As I mentioned earlier, Protestants cannot be faulted for not knowing, in whole, what Roman Catholicism is. Tridentine Roman Catholicism, as ossified as it was (from 1543-1962), was difficult to catalogue. (Just ask Lorraine Boettner).

But now that it has been “reformulated positively”, even the brightest lights among Roman Catholicism can’t figure out what it means (even Roman Catholic theologians have to write books on “Figuring Out the Church”). The actual deep thinking of popes of the intellectual stature of Karol Wojtyla and Joseph Ratzinger are now swept aside in even the Roman Catholic culture for the “who-am-I-to-judge” charm of “Pope Francis”. And even 90% of those Roman Catholics who don’t “hate” the Roman Catholic Church still dismiss its teachings as irrelevant.

So Sheen was just a poser and a babbler in this respect. It seems as if there are not even 100 Roman Catholics who know what the Roman Catholic Church is.

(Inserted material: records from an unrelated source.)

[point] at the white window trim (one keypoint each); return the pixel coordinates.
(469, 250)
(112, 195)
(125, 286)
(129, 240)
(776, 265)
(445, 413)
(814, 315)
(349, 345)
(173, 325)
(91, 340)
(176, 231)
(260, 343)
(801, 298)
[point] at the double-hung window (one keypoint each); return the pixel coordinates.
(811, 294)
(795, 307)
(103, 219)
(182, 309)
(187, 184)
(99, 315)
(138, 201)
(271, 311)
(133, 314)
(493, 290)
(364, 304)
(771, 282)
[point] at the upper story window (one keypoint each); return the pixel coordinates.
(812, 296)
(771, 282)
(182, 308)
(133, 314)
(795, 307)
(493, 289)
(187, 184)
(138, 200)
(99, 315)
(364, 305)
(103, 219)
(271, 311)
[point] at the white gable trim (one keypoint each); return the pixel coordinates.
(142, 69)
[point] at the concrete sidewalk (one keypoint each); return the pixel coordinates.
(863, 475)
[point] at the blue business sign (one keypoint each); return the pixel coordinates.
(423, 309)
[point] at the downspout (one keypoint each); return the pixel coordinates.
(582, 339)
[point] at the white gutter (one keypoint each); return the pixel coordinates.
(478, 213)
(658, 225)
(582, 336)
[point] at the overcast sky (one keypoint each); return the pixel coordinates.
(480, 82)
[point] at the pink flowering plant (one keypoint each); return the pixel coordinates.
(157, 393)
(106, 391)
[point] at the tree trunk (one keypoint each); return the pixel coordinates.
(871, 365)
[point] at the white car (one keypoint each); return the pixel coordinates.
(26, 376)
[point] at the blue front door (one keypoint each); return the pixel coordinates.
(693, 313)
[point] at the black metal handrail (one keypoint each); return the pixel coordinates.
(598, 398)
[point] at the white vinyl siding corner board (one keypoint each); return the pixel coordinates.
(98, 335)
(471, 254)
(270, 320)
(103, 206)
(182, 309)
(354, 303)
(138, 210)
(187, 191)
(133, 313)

However, in our information-saturated world, where there are Christians who desire to know what Christianity really is, and to separate it from what it isn’t, we are at a point at which we can genuinely know the Roman Catholic Church (and its practice of “Roman Catholicism”) for what it is.

There are, in fact, two “pillars” that support the modern Roman system. Allison continues first by looking at these twin pillars, and then by working through the various Roman Catholic doctrines, and showing how they are supported by those two pillars. He calls them “core doctrines”, and identifies them this way:

De Chirico identifies two axioms of the Catholic system: the nature-grace continuum (what I will call the nature-grace interdependence) and the Catholic Church as the ongoing incarnation of the ascended Christ (what I will call the Christ-Church interconnection).

Allison, Gregg R. (2014-11-30). Roman Catholic Theology and Practice: An Evangelical Assessment (Kindle Locations 897-900). Crossway. Kindle Edition, pg 46 in the printed edition.